Até há duas semanas havia sempre a excitação de ouvir o que Kanye West tinha de novo para dizer ao mundo: palavras que vinham em forma de declarações polémicas, provocadoras, mirabolantes, audazes, ininteligíveis, cheias de fanfarronices ou simplesmente absurdas. Se o génio é palpável, deve andar neste redemoinho de ambição, autoconfiança, insegurança, visão e personalidade. West tem tudo e em doses cavalares. Como um património de álbuns que mudaram o mundo ao longo do século digital. Se o hip-hop se democratizou, se é a música mais ouvida, se há Drakes, The Weeknds, Frank Oceans ou Migos, é em boa parte graças aos muros estilísticos, culturais e sociais derrubados sem apelo em álbuns transformadores como, e sobretudo, Late Registration (2005), Graduation (2007), 808s & Heartbreaks (2008), My Beautiful Twisted Dark Fantasy (2010) e Yeezus (2013). Sobretudo este quinteto e a sociedade com Jay-Z em Watch The Throne transformaram a banda sonora do planeta, humanizaram o hip-hop, importaram a maquinaria e elevaram-no à condição de arte maior. West viu Picassos onde outros viam rimas, Boticellis onde só havia ritmo e Corbousiers onde só estavam produtores. Niggas In Paris é a Mona Lisa desta exposição.
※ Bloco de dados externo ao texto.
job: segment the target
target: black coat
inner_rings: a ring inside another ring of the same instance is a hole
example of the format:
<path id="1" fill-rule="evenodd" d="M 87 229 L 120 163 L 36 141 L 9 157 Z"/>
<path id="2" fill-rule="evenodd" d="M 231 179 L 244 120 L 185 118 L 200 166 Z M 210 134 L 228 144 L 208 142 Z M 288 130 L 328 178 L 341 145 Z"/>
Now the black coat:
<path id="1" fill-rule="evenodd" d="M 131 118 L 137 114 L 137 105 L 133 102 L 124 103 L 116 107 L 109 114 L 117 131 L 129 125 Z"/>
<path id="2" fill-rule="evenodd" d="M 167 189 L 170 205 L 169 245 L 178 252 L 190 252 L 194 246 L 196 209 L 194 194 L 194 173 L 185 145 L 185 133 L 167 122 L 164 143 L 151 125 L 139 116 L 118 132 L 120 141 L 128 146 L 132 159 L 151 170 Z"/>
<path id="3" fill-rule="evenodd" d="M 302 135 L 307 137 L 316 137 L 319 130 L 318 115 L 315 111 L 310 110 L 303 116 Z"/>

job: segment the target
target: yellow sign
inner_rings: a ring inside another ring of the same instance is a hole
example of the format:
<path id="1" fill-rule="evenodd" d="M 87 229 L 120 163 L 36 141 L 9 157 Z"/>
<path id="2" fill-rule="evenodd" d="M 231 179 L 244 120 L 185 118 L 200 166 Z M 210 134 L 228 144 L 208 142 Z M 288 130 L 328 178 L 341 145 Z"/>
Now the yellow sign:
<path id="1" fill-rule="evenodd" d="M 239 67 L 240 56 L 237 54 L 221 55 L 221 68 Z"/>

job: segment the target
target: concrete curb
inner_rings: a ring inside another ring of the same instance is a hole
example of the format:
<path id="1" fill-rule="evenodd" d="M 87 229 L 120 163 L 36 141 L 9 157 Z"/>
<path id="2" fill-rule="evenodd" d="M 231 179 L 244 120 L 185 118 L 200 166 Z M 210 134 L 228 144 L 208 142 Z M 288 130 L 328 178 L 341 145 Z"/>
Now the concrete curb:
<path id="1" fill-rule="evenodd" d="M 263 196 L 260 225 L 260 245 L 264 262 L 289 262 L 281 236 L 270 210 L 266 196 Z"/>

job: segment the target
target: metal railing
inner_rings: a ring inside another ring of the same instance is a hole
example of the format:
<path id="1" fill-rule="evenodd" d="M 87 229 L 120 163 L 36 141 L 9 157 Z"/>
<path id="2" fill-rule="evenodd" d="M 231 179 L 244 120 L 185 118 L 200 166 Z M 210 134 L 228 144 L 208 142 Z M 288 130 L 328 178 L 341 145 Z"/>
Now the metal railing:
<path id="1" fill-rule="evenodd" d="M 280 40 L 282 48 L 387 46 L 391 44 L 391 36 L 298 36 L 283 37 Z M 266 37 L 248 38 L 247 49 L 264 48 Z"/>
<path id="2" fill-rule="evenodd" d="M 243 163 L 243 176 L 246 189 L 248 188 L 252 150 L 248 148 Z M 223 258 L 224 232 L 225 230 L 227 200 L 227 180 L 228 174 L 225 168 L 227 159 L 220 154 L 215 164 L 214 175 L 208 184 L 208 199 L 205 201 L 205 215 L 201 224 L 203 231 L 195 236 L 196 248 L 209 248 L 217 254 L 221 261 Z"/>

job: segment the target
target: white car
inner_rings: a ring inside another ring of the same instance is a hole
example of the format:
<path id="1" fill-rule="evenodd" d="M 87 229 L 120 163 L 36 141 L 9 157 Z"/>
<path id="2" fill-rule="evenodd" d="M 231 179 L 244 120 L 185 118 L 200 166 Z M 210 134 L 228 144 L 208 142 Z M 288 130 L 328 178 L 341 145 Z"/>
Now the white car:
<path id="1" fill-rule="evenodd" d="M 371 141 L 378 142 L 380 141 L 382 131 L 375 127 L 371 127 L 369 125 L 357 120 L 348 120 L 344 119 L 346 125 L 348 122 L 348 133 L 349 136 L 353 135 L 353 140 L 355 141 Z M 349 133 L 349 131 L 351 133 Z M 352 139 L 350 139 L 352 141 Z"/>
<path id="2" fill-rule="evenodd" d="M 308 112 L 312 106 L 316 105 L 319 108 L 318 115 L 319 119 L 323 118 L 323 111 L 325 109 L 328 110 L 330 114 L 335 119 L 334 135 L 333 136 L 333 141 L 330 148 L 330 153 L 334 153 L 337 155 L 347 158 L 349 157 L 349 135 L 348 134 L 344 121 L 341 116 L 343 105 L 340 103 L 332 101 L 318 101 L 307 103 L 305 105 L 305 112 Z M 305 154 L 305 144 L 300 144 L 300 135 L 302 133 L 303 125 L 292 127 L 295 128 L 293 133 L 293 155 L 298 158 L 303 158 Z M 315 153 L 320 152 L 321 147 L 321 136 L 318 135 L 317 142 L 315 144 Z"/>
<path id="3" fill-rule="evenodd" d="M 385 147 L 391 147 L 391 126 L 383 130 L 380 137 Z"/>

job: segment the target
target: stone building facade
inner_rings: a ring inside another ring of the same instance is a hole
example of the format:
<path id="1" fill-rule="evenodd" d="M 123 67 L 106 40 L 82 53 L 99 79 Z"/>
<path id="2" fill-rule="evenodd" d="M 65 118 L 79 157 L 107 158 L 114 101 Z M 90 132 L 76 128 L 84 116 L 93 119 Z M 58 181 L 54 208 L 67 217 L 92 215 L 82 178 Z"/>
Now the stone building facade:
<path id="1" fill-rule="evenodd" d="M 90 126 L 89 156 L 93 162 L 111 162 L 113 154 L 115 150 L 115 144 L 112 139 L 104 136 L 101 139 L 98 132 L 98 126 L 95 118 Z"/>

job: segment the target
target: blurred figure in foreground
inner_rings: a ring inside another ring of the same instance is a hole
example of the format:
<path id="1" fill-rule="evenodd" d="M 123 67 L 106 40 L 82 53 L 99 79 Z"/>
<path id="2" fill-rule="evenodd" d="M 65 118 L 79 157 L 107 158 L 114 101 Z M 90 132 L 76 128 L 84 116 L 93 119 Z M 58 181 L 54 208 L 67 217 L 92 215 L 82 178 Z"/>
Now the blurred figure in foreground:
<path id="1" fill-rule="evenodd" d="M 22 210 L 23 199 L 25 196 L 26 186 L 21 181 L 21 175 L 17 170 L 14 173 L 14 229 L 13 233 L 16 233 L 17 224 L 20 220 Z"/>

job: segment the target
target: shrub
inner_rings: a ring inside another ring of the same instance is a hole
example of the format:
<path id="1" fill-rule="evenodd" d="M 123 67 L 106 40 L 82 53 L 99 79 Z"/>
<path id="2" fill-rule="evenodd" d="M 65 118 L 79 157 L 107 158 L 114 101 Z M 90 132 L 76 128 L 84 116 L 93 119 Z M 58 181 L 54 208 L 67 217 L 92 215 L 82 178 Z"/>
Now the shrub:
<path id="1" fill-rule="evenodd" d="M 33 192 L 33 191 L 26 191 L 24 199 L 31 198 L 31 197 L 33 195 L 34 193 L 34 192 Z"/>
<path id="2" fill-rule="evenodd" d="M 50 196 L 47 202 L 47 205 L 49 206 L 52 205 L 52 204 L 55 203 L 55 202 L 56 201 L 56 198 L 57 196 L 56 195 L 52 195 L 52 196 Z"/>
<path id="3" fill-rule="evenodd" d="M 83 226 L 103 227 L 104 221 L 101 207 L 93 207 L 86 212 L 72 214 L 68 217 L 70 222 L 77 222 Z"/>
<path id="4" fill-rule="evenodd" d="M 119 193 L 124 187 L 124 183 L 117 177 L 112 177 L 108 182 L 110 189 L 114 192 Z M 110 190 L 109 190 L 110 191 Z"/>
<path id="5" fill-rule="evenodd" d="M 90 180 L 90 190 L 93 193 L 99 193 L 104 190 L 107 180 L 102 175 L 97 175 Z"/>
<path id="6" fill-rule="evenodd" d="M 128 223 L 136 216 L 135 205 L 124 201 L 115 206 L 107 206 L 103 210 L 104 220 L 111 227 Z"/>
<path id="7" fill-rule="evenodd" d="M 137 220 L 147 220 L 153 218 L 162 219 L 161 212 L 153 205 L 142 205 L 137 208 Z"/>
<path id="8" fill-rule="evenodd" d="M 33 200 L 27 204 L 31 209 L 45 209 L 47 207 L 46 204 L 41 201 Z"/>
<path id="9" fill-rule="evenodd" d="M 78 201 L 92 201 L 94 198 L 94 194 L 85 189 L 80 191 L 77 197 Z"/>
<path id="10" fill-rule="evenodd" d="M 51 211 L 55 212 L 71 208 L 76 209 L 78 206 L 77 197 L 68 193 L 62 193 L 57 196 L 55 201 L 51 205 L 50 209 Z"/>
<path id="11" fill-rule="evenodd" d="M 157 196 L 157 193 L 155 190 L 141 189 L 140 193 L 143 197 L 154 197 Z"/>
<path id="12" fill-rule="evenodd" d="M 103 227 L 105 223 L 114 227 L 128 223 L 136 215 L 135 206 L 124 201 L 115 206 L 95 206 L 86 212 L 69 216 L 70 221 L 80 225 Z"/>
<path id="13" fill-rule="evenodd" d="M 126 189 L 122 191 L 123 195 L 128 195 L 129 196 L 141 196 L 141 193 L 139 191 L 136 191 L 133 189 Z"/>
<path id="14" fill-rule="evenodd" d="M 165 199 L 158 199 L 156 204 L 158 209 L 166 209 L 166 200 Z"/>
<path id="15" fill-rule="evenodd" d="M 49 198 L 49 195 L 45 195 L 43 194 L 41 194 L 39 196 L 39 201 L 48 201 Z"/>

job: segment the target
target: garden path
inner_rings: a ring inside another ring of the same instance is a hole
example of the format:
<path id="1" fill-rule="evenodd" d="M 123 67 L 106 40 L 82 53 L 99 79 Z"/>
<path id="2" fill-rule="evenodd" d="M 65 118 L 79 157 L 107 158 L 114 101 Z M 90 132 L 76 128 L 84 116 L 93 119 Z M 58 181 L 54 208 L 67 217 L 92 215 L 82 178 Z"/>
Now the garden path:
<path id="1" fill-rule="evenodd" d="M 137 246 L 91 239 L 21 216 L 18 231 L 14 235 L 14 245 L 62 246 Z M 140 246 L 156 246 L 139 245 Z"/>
Isto foi até 28 de abril, dia da estreia dos novos singles ‘Ye Vs The People’ e ‘Lift Yourself’. A estratégia foi a habitual. Após um longo período afastado da compulsão das redes sociais, Kanye West voltou à carga. E quando ‘Ye’ está atrás do teclado, os dedos são como gatilhos prontos a disparar em todas as direções. Por vezes, com pertinência, por vezes somente para causar ruído e chamar a atenção. Assim foi. Os tweets choveram como aguaceiros. «Donald Tump é meu irmão (bro)», reiterou, após ter apoiado o então candidato à Casa Branca antes do término abrupto da digressão de ‘The Life of Pablo’, quando se retirou do palco após um monólogo de vinte minutos em que não poupou ninguém, nem o «irmão mais velho» Jay-Z e a mulher Beyoncé. Em entrevista ao TMZ, West haveria de corrigir a visão sobre Trump, esclarecendo que não se revê em metade das decisões políticas mas a pegada ficou. E não mais se livrará da fama de estar do lado do Presidente da supremacia branca. Mas pior foi ter defendido que «400 anos de escravatura soam a uma escolha», para repúdio não só da comunidade negra como do mundo civilizado em geral. Sucederam-se os ‘mêmes’, Snoop Dogg pintou-se de branco no Instagram, e Donald Glover (Childish Gambino) parodiou as publicações de Kanye West no Saturday Night Live.
Só havia uma forma de assentar a poeira: se a música falasse mais alto. E, pela primeira vez, não aconteceu. ‘Lift Yourself’ é tão parodiante que quando começou a circular na Internet, ninguém percebeu se era piada ou a sério. Até ser oficializada. Perante tanta celeuma, podia ter funcionado como um número de stand up auto-libertador mas o «Scoopity poop!» é uma mão cheia de quase nada para quem habituou a soltar granadas em chão pop. Ou seja, insuficiente para adorar ou para rir. E ‘Ye Vs The People’, uma parelha com T.I., o rapper que batizou o trap e em 2015 afirmou não poder votar numa mulher para líder do mundo de livre – uma alusão a Hillary Clinton, pela qual se penitenciou mais tarde -, justificada com a tese de que «as mulheres tomam decisões emocionalmente precipitadas», é ainda mais frouxa e irrelevante.
Kanye West nunca foi um campeão de vendas – apesar do anterior The Life of Pablo ter sido o primeiro álbum a atingir a platina só com base no streaming – mas desta vez nem números, nem influência. Das canções não se fala, nem se ouvem, enquanto os recordes do Spotify continuam a ser batidos por rappers. J. Cole e Post Malone, os mais recentes, a ter os álbuns mais ouvidos no dia de estreia na plataforma. E agora, para onde devemos olhar? Para a obra ou para o que a suporta?